A new study now suggests that water was present on the Red Planet some 4.4 billion years ago, much earlier than previously thought.
This is based on an analysis of a meteorite called NWA 7533, collected in the Sahara Desert and thought to have originated on Mars billions of years ago. The oxidation of some minerals inside the meteorite suggests the presence of water.
The findings could delay the estimated date of water formation on Mars by about 700 million years, compared to the 3.7 billion-year period that has been the general consensus until now. The research could also offer some insight into how planets are formed in the first place.
“I study minerals in Martian meteorites to understand how Mars formed and how its crust and mantle evolved,” says planetary scientist Takashi Mikouchi of the University of Tokyo in Japan.
“This is the first time I have investigated this particular meteorite, nicknamed ‘Black Beauty’ due to its dark color. Our samples of NWA 7533 have undergone four different types of spectroscopic analysis, methods for taking chemical fingerprints. The results. have led our team to draw some exciting conclusions. “
Planetary scientists are very interested in the history of water on planets and moons. One of the big unknowns is whether water is added to a planetary body after it is formed, through the impacts of asteroids and comets, or whether it occurs naturally during the planet’s formation process.
Ancient rocks like NWA 7533 can help scientists peer back in time and find out, as they record impact events on the planet they come from and capture some of the surface’s mineral and chemical composition as they form.
In this case, oxidation is the telltale sign of water. With some fragments inside NWA 7533 dated to 4.4 billion years ago, it is the oldest record we have of Mars (which may be why a single gram of this meteorite can be worth up to $ 10,000) .
“The igneous clasts, or fragmented rock, in the meteorite are formed from magma and are commonly caused by impacts and oxidation,” Mikouchi says. “This oxidation could have occurred if water was present on or in the Martian crust 4.4 billion years ago during an impact that melted some of the crust.”
Such an early appearance suggests that water was actually present when Mars formed and that in turn plays into the research on planetary formation in general. Life is born with water, which is one of the reasons scientists are so eager to track it down in the Universe. For comparison, we know that the first traces of life on Earth date back to at least 3.5 billion years ago.

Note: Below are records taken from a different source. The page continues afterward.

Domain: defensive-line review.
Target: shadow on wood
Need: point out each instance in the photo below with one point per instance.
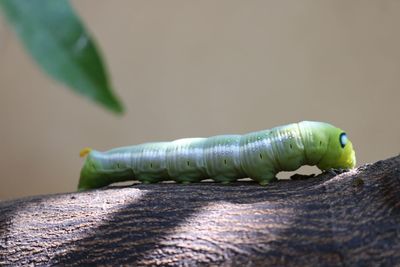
(349, 219)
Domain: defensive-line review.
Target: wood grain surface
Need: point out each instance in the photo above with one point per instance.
(351, 219)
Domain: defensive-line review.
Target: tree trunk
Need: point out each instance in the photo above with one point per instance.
(349, 219)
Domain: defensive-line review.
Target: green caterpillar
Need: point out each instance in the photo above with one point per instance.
(224, 158)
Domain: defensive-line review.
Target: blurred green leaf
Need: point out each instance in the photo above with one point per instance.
(59, 43)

The in-depth study of Mars continues as experts try to figure out when water was present and what shape it could have taken. A recent study has advanced the idea that both liquid water and surface ice could have existed simultaneously on the red planet.
The team’s findings also suggest that the chemical makeup of the Martian atmosphere at this time – including the high levels of hydrogen – could have made the planet warm enough to melt water and the existence of life, even though the Sun would be been younger and weaker during this period.
“Our analysis also suggests that such an impact would have released a lot of hydrogen, which would have contributed to planetary warming at a time when Mars already had a thick, insulating atmosphere of carbon dioxide,” Mikouchi says.
The research was published in Advances in science.